Desertina (765); coenobium Desertinense (9. Jh.); monasterium sancti Martini Disertinensis (1127); Gotzhus ze Dysentis (14./15. Jh.). Benediktinerkl. im oberen Vorderrheintal am nördl. Fuß des Lukmanierpasses (1142 m ü. d. M.). Patrozinien: Maria, Martin, Peter (765); nach dem Sarazeneneinfall (Mitte 10. Jh.) Martin als Hauptpatron; Sigisbert und Plazidus (1154). Gehört zum Bm. → Chur. - CH, Kanton Graubünden.

II.

Der Lukmanier bildete die Lebensader des Kl.s und seines Territoriums. D. war die alleinige Hüterin des Passes, an deren nördl. Zugang Hospize zur Sicherung entstanden: die Galluskapelle mit Hospiz (1261 erwähnt) und St. Maria auf der Paßhöhe (1374). Kl. und Cadí (Klosterstaat) organisierten den Transport, unterhielten Brücken und Straße. Susten dienten als Warenlager. D. verpflichtete sich 1261 vertragl. zur Gewährung des Geleitschutzes. Dem im 14. Jh. zunehmenden Warenverkehr trugen der Vertrag von 1376 zw. der Cadí/Kl. und dem südl. des Passesgelegenen Bleniotal und die 1391 neu angepassten Transittarife für den Verkehr zw. der Lombardei und dem Bodenseeraum Rechnung. Seine geograph. Lage brachte D. ins Blickfeld otton. und später stauf. Paßpolitik. 1164 und 1184 war Ks. Friedrich Barbarossa Gast im Kl.

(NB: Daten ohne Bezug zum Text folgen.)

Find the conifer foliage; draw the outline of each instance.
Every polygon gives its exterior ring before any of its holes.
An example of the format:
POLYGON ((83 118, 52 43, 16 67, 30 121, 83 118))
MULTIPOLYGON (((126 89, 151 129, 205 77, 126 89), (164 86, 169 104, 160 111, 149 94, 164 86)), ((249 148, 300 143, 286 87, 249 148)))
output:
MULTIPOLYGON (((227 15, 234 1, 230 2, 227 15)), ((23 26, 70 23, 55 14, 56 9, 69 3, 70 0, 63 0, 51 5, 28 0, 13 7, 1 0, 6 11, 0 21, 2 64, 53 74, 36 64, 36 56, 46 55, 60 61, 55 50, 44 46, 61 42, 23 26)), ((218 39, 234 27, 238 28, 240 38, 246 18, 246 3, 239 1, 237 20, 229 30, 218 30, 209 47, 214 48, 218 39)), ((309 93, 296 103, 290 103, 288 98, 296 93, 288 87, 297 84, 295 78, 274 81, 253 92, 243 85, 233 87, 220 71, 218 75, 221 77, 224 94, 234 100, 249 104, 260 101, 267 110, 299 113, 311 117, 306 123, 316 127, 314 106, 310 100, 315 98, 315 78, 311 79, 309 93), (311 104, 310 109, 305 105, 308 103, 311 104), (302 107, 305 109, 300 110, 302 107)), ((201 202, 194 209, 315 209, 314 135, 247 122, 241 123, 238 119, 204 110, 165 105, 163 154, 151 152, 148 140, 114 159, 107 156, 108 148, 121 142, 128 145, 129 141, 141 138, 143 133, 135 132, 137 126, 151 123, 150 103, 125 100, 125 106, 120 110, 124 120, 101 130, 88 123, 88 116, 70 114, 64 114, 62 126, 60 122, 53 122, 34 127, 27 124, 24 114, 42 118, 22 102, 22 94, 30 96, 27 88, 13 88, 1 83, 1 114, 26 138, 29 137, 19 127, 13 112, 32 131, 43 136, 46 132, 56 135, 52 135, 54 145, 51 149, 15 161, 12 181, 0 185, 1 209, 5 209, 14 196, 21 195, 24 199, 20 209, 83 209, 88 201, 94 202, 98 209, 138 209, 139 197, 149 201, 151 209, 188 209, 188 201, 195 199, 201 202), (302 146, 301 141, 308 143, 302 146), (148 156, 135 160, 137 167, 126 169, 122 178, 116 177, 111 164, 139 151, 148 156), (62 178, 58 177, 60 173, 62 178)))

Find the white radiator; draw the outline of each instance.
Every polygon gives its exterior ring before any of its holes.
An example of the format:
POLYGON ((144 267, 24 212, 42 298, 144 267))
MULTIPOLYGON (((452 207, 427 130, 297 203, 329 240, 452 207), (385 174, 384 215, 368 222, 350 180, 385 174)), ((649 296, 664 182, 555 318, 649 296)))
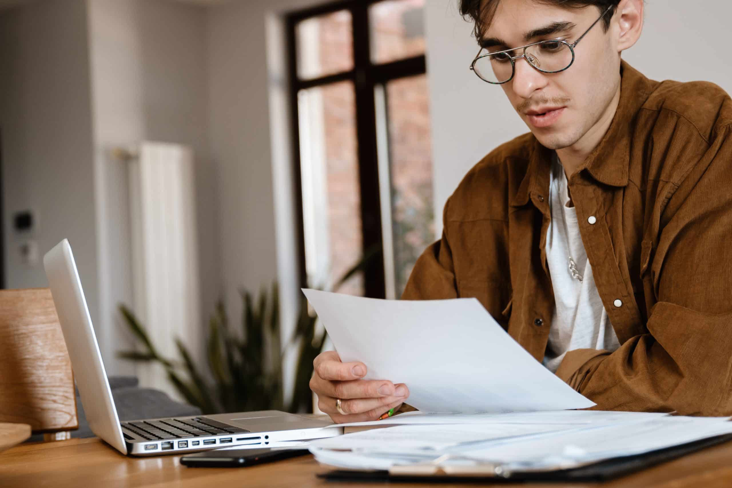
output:
MULTIPOLYGON (((180 337, 201 357, 193 151, 144 142, 130 161, 132 308, 161 355, 177 359, 180 337)), ((141 384, 180 396, 158 364, 138 364, 141 384)))

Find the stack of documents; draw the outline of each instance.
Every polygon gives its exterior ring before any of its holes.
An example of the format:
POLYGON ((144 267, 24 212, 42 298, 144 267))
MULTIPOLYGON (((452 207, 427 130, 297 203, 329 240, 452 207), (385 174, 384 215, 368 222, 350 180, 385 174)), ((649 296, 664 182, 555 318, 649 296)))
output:
POLYGON ((341 468, 561 470, 732 434, 728 418, 578 410, 595 404, 519 345, 474 299, 403 301, 304 290, 341 360, 404 383, 420 412, 313 441, 341 468))
POLYGON ((346 469, 438 463, 490 464, 507 472, 526 471, 577 468, 732 433, 728 418, 664 413, 574 410, 402 416, 388 419, 394 425, 388 429, 315 440, 310 451, 320 462, 346 469))

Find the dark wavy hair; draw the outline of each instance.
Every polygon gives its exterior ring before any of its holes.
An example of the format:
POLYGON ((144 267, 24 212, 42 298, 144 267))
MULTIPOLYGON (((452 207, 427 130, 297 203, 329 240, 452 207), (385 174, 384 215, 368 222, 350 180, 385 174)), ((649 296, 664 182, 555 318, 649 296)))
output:
MULTIPOLYGON (((610 21, 615 14, 615 10, 620 0, 533 0, 539 4, 556 5, 566 9, 583 9, 594 5, 600 13, 605 12, 608 7, 613 6, 609 15, 602 18, 602 29, 605 32, 610 29, 610 21)), ((496 9, 501 0, 460 0, 460 12, 466 20, 472 19, 475 23, 473 34, 477 40, 480 40, 488 26, 493 20, 496 9)))

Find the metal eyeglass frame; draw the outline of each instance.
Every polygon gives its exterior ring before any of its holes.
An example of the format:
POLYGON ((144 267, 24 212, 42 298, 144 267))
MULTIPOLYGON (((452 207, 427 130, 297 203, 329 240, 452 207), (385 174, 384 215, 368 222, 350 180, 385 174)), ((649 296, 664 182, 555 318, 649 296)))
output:
MULTIPOLYGON (((598 22, 600 22, 600 19, 602 19, 603 17, 605 17, 607 15, 607 13, 608 12, 610 12, 610 10, 613 7, 615 7, 615 6, 614 5, 610 5, 610 7, 608 7, 608 9, 605 12, 602 12, 602 15, 600 15, 600 17, 598 17, 597 20, 595 20, 594 22, 593 22, 592 25, 590 26, 587 29, 586 31, 585 31, 584 34, 583 34, 581 36, 580 36, 578 38, 578 40, 576 41, 575 41, 572 44, 569 44, 567 41, 561 40, 561 39, 545 39, 545 40, 544 40, 542 41, 539 41, 538 42, 531 42, 531 44, 527 44, 525 46, 520 46, 518 48, 514 48, 512 49, 506 49, 504 50, 496 51, 495 53, 485 53, 485 54, 484 54, 482 56, 476 56, 475 59, 473 60, 473 62, 470 64, 470 70, 472 71, 474 73, 475 73, 476 76, 477 76, 479 78, 480 78, 481 80, 482 80, 485 83, 490 83, 491 85, 502 85, 504 83, 508 83, 509 81, 510 81, 511 80, 512 80, 513 77, 516 75, 516 63, 515 63, 515 60, 516 59, 519 59, 520 58, 524 58, 526 60, 526 62, 529 63, 529 66, 531 66, 532 68, 534 68, 537 71, 539 71, 539 72, 541 72, 542 73, 550 73, 550 73, 561 73, 562 71, 566 71, 567 70, 569 70, 569 67, 572 66, 574 64, 574 62, 575 62, 575 48, 577 47, 577 45, 580 43, 580 41, 582 40, 582 38, 584 37, 586 35, 587 35, 587 33, 589 32, 592 29, 592 28, 595 26, 595 24, 597 23, 598 22), (531 60, 534 59, 534 58, 531 54, 529 54, 528 56, 527 56, 527 55, 526 55, 526 48, 531 48, 531 46, 535 46, 535 45, 537 45, 538 44, 543 44, 544 42, 561 42, 562 44, 566 45, 567 47, 568 47, 569 48, 569 51, 572 53, 572 61, 569 61, 569 64, 567 65, 566 68, 564 68, 563 70, 558 70, 557 71, 545 71, 545 70, 542 70, 541 68, 539 68, 538 66, 535 66, 531 62, 531 60), (475 64, 478 61, 479 59, 482 59, 483 58, 486 58, 486 57, 490 56, 496 56, 496 54, 501 54, 503 53, 510 53, 511 51, 518 50, 519 49, 523 49, 523 54, 521 54, 520 56, 512 56, 510 55, 509 56, 509 60, 511 61, 511 77, 509 79, 506 80, 505 81, 488 81, 485 78, 482 78, 480 75, 479 75, 478 72, 475 70, 475 64)), ((478 51, 478 54, 480 54, 480 51, 482 51, 482 50, 483 50, 482 48, 481 48, 480 50, 478 51)))

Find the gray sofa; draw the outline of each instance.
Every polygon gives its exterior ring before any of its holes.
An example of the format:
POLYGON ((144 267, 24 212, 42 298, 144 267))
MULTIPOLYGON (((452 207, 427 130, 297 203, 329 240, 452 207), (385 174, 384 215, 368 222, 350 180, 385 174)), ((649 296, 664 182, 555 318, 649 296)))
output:
MULTIPOLYGON (((109 386, 112 390, 114 405, 120 421, 155 418, 157 417, 177 417, 201 415, 198 407, 187 403, 180 403, 171 399, 167 394, 150 388, 141 388, 137 378, 134 376, 111 376, 109 386)), ((91 438, 94 434, 89 429, 84 413, 83 405, 76 390, 76 410, 79 418, 79 428, 71 431, 72 438, 91 438)), ((43 435, 31 437, 29 441, 42 440, 43 435)))

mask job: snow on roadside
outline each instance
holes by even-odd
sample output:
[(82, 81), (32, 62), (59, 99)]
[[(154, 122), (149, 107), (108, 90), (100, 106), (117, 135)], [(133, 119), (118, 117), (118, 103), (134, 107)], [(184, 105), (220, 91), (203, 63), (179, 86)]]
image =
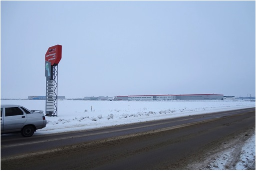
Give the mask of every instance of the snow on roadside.
[[(1, 100), (1, 104), (18, 104), (29, 110), (45, 109), (43, 100)], [(37, 130), (35, 135), (88, 130), (249, 107), (255, 107), (255, 102), (58, 100), (58, 117), (46, 117), (46, 127)]]
[[(18, 104), (29, 110), (43, 110), (44, 101), (1, 100), (1, 104)], [(34, 135), (88, 130), (155, 120), (180, 117), (211, 112), (255, 107), (247, 101), (103, 101), (59, 100), (58, 117), (46, 117), (45, 128)], [(92, 108), (92, 111), (91, 111)], [(8, 136), (8, 134), (1, 136)], [(255, 132), (240, 146), (208, 158), (207, 170), (255, 169)], [(236, 165), (229, 168), (230, 159), (239, 153)], [(211, 160), (213, 159), (213, 160)], [(208, 165), (209, 164), (209, 165)], [(199, 166), (197, 164), (196, 166)], [(202, 168), (201, 168), (201, 169)]]
[(240, 161), (235, 167), (236, 170), (255, 170), (255, 130), (243, 147)]

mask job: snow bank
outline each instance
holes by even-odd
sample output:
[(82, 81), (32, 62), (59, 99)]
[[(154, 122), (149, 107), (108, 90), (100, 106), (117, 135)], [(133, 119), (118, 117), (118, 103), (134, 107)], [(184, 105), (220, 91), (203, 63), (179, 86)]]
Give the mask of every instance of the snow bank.
[[(1, 104), (18, 104), (29, 110), (45, 111), (45, 102), (41, 100), (1, 100)], [(35, 134), (91, 129), (250, 107), (255, 107), (255, 102), (59, 100), (58, 117), (46, 117), (46, 127)]]

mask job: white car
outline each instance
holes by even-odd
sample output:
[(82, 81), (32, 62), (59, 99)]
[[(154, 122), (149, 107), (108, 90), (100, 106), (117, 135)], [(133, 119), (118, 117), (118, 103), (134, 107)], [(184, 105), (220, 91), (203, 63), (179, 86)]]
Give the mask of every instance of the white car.
[(20, 132), (24, 137), (31, 136), (46, 125), (43, 112), (20, 105), (1, 105), (1, 134)]

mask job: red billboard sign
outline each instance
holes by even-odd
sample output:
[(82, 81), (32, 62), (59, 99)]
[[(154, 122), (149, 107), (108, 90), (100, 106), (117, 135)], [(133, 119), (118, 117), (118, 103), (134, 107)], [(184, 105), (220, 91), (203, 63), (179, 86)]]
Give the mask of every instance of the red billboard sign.
[(50, 47), (45, 53), (45, 60), (51, 63), (51, 65), (57, 65), (61, 59), (62, 46), (56, 45)]

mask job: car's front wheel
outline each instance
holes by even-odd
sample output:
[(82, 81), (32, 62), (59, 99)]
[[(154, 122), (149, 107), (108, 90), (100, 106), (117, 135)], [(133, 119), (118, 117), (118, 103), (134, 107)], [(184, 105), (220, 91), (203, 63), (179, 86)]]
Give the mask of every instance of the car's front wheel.
[(31, 125), (27, 125), (21, 130), (21, 135), (25, 137), (31, 137), (34, 134), (34, 129)]

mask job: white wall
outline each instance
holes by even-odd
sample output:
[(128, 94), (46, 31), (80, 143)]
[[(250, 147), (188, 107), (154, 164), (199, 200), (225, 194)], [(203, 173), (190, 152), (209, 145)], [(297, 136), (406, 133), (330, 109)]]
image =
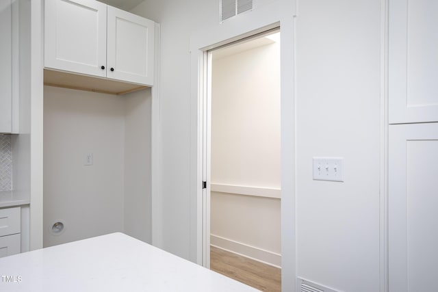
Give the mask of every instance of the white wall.
[[(190, 233), (190, 37), (201, 25), (218, 20), (214, 0), (145, 1), (131, 10), (161, 25), (159, 157), (162, 193), (162, 248), (185, 258), (194, 258)], [(200, 13), (193, 13), (194, 11)], [(192, 113), (193, 114), (193, 113)], [(192, 210), (193, 211), (194, 210)], [(154, 239), (155, 240), (155, 239)]]
[(215, 55), (211, 183), (280, 188), (279, 44)]
[[(298, 276), (379, 291), (381, 1), (298, 2)], [(344, 157), (345, 182), (312, 181), (313, 156)]]
[[(259, 12), (279, 3), (289, 11), (290, 3), (257, 2)], [(196, 211), (189, 202), (196, 190), (190, 189), (189, 173), (196, 165), (189, 157), (196, 146), (188, 137), (196, 112), (190, 106), (189, 42), (202, 27), (223, 32), (220, 27), (244, 23), (230, 20), (219, 26), (218, 7), (214, 0), (164, 0), (146, 1), (136, 9), (162, 25), (164, 248), (192, 259), (196, 243), (190, 219)], [(237, 18), (253, 20), (256, 10)], [(299, 0), (296, 27), (282, 28), (282, 41), (296, 32), (296, 55), (292, 49), (281, 54), (282, 72), (287, 72), (282, 75), (282, 90), (287, 89), (282, 94), (287, 94), (282, 95), (282, 121), (288, 121), (282, 124), (282, 143), (293, 142), (294, 130), (296, 142), (295, 174), (282, 171), (282, 189), (287, 187), (281, 222), (283, 242), (288, 242), (282, 248), (285, 291), (293, 289), (295, 267), (297, 276), (341, 291), (379, 291), (380, 19), (379, 0)], [(289, 101), (283, 103), (294, 94), (284, 82), (294, 81), (295, 110)], [(295, 124), (288, 120), (294, 116)], [(287, 155), (293, 151), (293, 146), (282, 147), (282, 170), (289, 168)], [(312, 181), (311, 157), (332, 155), (345, 159), (345, 183)], [(289, 193), (294, 181), (296, 206)], [(294, 210), (296, 224), (287, 216)], [(296, 238), (292, 238), (295, 226)]]
[[(263, 42), (237, 53), (239, 45), (213, 53), (212, 188), (280, 192), (280, 47)], [(280, 198), (253, 195), (211, 192), (211, 243), (281, 266)]]
[[(44, 99), (44, 246), (123, 231), (123, 98), (45, 86)], [(65, 232), (51, 235), (57, 220)]]
[(126, 94), (125, 233), (151, 242), (151, 88)]

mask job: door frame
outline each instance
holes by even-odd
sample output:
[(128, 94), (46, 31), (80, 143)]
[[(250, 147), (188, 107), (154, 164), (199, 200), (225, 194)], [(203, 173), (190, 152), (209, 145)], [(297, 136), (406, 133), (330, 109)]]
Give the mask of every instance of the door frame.
[[(190, 38), (190, 249), (191, 259), (206, 267), (209, 256), (209, 172), (205, 167), (208, 153), (204, 150), (207, 139), (206, 111), (209, 105), (208, 51), (251, 36), (281, 27), (281, 245), (282, 289), (296, 288), (296, 227), (295, 227), (295, 16), (296, 1), (279, 1), (272, 5), (255, 9), (250, 13), (230, 18), (213, 27), (194, 34)], [(262, 9), (263, 8), (263, 9)], [(284, 38), (283, 38), (284, 36)], [(291, 82), (292, 81), (292, 82)], [(195, 114), (196, 113), (196, 114)], [(209, 179), (209, 181), (207, 181)], [(207, 181), (207, 189), (203, 182)], [(209, 250), (209, 248), (208, 248)]]

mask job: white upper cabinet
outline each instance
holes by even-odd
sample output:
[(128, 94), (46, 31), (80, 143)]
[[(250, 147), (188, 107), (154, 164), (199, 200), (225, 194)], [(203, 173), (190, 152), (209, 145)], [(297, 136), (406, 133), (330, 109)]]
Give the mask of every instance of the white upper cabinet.
[(46, 1), (44, 37), (46, 68), (106, 76), (105, 4), (94, 0)]
[(389, 1), (391, 124), (438, 121), (438, 1)]
[(438, 123), (389, 126), (390, 292), (436, 291)]
[(107, 77), (152, 85), (154, 22), (108, 6), (107, 23)]
[(0, 1), (0, 133), (12, 130), (12, 5)]
[(94, 0), (45, 1), (44, 67), (152, 85), (152, 21)]

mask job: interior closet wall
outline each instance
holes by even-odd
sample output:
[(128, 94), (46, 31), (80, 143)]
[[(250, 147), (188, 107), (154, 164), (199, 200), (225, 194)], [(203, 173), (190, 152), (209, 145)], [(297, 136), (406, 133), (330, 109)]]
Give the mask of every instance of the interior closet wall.
[(150, 92), (44, 87), (44, 247), (117, 231), (150, 241)]
[(211, 243), (280, 266), (279, 44), (251, 43), (213, 53)]

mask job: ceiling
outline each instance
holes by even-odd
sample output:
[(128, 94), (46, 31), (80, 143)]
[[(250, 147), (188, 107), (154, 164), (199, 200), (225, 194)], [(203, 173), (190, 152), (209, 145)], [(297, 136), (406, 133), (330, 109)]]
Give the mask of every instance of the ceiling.
[(136, 8), (143, 0), (99, 0), (105, 4), (114, 6), (123, 10), (129, 11)]

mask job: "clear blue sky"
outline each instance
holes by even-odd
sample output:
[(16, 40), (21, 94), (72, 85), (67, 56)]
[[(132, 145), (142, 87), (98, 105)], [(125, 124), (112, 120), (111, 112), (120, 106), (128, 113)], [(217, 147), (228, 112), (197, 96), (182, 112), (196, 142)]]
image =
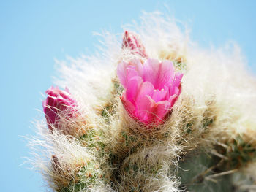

Der D.er Klosterstaat war seit dem 12./13. Jh. geschützt durch einen Kranz von Burgen klösterl. Ministerialen: der engere Immunitätsbezirk rund um D. durch zwei Burgen der Ritter von Pontaningen und später der Ritter von Tavetsch, die östl. rheinabwärts gelegene Grenzregion durch die drei Befestigungen Cartatscha, Fryberg und Ringgenberg.

III.

Das Kl. wurde um 750 am Grab des fränk. Wandermönchs Sigisbert und seines rät. Freundes Placidus gegr. Um 950 fiel die karoling. Anlage den Sarazenen zum Opfer. Über die hoch- und spätma. Klosteranlage, an der wg. zahlr. Brände (1387, 1514, 1621) immer wieder flickend und ergänzend gearbeitet wurde, gibt eine Zeichnung aus der zweiten Hälfte des 17. Jh.s Auskunft. Zwei nebeneinanderstehende dreiapsidige Kirchen (St. Martin und St. Maria) mit einem gemeinsamen Kirchturm und der davorliegenden Peterskapelle bildeten die sog. Kirchenfamilie von D. Westl. daranangehängt waren die Konventgebäude. Im Parterre des Nordflügels war der Kreuzgang untergebracht, der den Äbten auch als Grablege diente. Die Enge der Gebäude bot nur Platz für neun Mönchszellen, die im beginnenden 17. Jh. angesichts steigender Novizenzahlen teilw. doppelt belegt waren. An den Besuch des Mailänder Ebf.s und Promotors der Tridentinischen Kirchenreform, Karl Borromäus, 1581 erinnerte der reich ausgestattete Karlssaal. Das Konventquadrum umschloß einen fünfgeschossigen und zinnenbewehrten Wohnturm, der mit der wohl im 13. Jh. errichteten und 1484 auf 3 m erhöhten Umfassungsmauerdem Kl. einen festungsartigen Ausdruck verlieh. An der Umfassungsmauer lagen die Stallungen für Pferde und Schafe, das Knechtenhaus mit Brunnenanlagen und das Krankenhaus. Auf der Wiese östl. der beiden Kirchenchöre stand die Gerichtslinde und unweit davon entfernt der Galgen. Größere Gartenanlagen befanden sich südl. und nördl. der Konventgebäude.

Im Zusammenhang mit 1498 in der Martinskirche durchgeführten Umbauten entdeckte man die alte spätmerowing. Krypta mit dem Sarkophag der Klosterhl. Placidus und Sigisbert. 1502 wurde bei Ivo Strigel ein neuer Renaissance-Sarkophag und beim Feldkircher Gold- und Silberschmied Konstantin Müller ein silbernes Brustreliquiar zu Ehren der wiederentdeckten Heiligen bestellt. Der Tag der Auffindung (14. Febr.) wurde zum liturg. Feiertag erhoben und es setzte ein rege Wallfahrt zu den D.er Klosterheiligen ein.

Seit dem Abbatiat von Augustin Stöcklin (1634-41) war klar, daß die überkommene Klosteranlage zu klein war, um einem reformwilligen Konvent den nötigen Aufwind geben zu können. 1675 setzten konkrete Planungen ein zum Bau einer modernen, barocken Anlage.